We can see this, of course, in legislation which Democrats passed to increase the IRS budget so they can collect more revenue and in Republican pledges to cut the IRS budget so the agency stops going after taxpayers. 

Viewed from Johnson’s perspective, several conclusions for managing polarities follow from such examples:

·       Significant social issues are polarized.

·       Each pole has pluses and minuses – strengths and downsides.

·       Overuse of the strengths of either pole increases the likelihood of its downsides.

·       When those downsides surface, they lead to a push for the opposite pole.

·       Since both poles have some merit, the goal of polarity management is not to find a winner but to achieve as much of the benefits of each pole while minimizing its downsides.

·       Such management requires creativity and compromise, not all-out partisan warfare aimed at winning.  

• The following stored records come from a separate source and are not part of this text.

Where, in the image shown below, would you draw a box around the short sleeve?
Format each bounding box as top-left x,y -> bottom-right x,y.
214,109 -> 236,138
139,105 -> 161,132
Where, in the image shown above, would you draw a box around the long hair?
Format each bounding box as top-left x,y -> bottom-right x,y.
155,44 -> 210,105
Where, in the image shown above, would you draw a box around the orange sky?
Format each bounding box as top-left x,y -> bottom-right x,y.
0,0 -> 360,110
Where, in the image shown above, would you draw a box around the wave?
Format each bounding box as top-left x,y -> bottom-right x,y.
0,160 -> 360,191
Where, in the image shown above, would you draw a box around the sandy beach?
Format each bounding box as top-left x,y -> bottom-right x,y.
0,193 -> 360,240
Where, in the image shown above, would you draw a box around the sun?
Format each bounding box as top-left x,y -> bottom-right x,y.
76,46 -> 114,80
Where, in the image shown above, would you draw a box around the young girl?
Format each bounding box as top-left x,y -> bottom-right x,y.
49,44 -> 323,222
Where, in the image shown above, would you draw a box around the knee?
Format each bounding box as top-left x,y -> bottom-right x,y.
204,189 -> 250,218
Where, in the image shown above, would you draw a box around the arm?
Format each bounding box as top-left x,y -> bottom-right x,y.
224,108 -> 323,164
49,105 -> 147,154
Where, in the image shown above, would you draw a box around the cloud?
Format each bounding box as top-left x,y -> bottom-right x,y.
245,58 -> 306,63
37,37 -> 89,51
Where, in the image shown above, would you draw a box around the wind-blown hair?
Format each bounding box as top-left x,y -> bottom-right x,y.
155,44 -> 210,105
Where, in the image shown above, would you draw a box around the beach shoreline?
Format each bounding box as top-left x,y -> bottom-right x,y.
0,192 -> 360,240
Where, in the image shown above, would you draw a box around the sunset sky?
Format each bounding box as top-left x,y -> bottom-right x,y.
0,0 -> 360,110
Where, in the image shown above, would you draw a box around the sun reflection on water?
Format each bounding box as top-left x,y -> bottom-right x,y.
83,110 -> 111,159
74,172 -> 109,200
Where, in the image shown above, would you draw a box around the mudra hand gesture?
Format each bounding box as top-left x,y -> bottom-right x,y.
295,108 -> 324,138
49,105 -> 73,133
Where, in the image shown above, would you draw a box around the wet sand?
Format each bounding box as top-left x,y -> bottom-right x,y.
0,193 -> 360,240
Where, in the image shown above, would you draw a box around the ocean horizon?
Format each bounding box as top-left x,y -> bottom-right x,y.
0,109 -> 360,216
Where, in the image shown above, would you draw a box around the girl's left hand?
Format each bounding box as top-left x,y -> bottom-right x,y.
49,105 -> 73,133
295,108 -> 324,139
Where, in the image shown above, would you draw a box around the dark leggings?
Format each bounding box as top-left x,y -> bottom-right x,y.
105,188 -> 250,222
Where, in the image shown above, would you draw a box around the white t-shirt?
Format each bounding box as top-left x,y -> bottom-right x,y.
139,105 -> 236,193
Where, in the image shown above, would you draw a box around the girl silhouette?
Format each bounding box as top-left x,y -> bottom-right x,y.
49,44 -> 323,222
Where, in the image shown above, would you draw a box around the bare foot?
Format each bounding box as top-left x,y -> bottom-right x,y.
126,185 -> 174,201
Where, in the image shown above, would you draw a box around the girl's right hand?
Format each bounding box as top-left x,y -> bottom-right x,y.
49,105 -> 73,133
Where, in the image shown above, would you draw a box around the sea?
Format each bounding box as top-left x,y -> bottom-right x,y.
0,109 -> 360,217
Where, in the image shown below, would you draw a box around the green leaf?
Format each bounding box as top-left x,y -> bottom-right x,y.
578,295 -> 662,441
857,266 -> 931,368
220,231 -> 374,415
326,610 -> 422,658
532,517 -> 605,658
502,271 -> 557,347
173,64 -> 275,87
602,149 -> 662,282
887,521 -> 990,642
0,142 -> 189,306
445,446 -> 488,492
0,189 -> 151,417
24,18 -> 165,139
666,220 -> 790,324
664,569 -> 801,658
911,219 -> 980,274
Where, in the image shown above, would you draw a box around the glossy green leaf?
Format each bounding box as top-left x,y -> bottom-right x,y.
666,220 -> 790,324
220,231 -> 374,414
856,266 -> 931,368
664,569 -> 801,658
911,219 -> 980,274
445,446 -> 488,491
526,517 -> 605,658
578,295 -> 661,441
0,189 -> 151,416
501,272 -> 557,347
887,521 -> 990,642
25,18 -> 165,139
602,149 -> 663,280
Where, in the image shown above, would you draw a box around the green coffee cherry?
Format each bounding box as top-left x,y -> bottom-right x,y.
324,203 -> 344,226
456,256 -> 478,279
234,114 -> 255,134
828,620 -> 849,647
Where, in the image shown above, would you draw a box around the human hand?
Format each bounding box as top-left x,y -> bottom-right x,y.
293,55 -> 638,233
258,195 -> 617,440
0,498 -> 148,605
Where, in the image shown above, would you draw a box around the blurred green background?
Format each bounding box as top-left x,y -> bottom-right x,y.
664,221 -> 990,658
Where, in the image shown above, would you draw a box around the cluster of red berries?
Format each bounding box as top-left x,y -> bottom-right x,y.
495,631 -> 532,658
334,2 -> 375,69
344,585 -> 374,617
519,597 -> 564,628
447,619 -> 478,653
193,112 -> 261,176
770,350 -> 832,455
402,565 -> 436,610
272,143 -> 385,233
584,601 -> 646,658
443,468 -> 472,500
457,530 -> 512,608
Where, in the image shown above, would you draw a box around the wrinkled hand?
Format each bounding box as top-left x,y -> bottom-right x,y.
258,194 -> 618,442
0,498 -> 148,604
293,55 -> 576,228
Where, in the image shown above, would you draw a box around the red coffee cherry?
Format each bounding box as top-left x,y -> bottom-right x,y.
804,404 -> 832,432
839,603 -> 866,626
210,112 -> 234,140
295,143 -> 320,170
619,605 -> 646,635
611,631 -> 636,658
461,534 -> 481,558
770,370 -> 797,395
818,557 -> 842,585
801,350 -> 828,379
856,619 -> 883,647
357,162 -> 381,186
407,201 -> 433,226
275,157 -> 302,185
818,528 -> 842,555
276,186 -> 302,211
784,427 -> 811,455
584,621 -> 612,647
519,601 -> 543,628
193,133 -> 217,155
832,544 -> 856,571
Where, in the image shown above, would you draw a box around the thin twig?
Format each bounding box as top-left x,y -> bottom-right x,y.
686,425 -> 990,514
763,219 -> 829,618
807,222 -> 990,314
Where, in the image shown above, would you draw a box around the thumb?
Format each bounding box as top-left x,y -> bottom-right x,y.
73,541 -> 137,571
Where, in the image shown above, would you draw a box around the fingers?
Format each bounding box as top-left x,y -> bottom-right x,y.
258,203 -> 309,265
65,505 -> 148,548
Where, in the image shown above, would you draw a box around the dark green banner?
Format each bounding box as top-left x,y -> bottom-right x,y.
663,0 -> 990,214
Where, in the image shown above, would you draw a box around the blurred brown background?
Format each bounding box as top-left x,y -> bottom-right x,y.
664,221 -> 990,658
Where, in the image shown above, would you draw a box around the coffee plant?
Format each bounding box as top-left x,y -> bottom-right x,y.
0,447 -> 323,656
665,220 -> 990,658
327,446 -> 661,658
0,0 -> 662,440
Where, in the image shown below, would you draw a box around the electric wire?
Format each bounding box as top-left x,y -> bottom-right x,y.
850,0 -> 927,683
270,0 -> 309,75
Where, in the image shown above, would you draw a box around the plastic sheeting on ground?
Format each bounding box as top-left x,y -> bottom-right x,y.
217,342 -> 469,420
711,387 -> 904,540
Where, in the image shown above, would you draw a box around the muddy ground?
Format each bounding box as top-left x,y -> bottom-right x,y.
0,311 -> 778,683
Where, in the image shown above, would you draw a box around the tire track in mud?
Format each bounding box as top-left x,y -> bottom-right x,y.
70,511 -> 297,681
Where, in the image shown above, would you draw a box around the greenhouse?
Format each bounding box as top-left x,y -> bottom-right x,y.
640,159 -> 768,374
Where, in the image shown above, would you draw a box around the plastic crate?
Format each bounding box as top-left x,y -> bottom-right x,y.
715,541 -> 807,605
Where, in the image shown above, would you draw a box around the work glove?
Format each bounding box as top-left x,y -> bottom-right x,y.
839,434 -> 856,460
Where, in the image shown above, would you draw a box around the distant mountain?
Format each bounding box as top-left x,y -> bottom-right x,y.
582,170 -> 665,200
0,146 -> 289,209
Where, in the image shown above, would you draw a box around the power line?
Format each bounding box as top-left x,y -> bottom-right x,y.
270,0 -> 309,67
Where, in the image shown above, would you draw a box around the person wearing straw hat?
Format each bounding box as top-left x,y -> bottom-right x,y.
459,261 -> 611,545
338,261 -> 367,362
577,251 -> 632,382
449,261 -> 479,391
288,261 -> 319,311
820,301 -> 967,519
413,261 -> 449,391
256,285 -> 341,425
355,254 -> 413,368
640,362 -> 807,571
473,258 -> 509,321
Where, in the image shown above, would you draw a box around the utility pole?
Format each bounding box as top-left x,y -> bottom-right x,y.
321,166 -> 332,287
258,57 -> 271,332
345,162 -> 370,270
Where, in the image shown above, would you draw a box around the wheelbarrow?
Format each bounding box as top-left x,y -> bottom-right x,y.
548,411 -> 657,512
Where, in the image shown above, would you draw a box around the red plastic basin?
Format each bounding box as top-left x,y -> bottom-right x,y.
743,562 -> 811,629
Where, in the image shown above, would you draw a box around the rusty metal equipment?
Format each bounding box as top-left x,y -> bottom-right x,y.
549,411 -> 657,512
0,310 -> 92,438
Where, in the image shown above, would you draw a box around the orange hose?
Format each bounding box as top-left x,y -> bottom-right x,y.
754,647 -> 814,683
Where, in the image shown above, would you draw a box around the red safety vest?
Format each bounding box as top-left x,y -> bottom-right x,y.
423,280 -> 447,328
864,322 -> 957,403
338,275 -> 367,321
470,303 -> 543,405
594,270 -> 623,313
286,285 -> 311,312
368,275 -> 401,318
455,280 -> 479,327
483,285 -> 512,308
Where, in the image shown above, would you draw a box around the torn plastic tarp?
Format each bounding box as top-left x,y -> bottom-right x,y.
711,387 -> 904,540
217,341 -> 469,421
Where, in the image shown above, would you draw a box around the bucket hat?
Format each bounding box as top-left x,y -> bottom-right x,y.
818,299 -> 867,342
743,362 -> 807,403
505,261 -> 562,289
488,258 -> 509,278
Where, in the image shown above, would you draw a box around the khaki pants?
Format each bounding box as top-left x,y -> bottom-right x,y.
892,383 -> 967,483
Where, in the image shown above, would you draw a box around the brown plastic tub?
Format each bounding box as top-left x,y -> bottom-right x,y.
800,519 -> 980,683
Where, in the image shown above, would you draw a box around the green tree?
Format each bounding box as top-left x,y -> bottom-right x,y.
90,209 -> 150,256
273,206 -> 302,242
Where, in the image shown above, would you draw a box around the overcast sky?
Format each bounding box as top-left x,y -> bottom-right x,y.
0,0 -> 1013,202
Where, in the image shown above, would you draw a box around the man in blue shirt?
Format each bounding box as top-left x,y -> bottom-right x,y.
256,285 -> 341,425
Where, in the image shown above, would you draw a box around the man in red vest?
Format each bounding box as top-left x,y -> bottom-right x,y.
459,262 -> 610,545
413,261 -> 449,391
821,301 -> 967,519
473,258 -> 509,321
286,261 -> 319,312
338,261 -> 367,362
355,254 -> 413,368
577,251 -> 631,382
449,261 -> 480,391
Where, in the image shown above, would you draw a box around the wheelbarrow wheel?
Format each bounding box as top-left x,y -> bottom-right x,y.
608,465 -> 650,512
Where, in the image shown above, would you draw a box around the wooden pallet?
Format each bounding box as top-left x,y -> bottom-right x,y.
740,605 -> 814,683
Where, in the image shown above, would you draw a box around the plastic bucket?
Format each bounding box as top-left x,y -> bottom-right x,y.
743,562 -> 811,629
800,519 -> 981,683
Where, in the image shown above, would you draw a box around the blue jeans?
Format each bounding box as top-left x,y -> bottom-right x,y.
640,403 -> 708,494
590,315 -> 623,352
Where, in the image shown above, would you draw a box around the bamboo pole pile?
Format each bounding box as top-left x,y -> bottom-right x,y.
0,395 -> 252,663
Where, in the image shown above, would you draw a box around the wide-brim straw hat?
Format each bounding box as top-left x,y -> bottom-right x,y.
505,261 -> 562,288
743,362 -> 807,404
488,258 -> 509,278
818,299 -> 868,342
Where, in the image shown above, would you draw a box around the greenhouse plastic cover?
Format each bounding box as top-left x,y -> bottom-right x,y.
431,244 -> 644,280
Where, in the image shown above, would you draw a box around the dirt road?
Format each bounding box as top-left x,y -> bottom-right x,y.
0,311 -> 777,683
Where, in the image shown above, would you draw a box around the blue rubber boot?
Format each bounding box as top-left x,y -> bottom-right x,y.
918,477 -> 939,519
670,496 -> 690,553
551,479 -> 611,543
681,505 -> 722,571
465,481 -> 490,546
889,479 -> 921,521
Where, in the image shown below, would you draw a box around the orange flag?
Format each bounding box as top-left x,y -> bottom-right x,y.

There can be no conclusive victory on guns, immigration or any many other contentious issue because each claimed victory plants the seeds of opposition.  The “loser” gets fired up. Roe v. Wade did not end opposition to abortion nor will the Dobbs decision end the fight for reproductive choice.  Viewed from the standpoint of polarity management, the sad outcome of both is that the two sides don’t try to find the “sweet spot” that reduces the need for abortions, protects and supports all babies yet does not deny women control over their health.  If we doubt that such policies are possible, we underestimate our creativity and the potential of democracy.

In the Constitutional Convention, the polarity was managed by creating “federalism” in which both the states and the national government had power – and the ability to restrain and hold each other accountable.  This was not a “solution.”  Polarities don’t have solutions.  But it was a vehicle allowing a country to form and grow. 

Admittedly, there are some issues which can only be resolved by eventual victory, such as abolishing slavery and extending the franchise to women.  Yet we fool ourselves – and consign ourselves to needless issue warfare - when we treat every issue as a problem for which our own solution as the one that must win.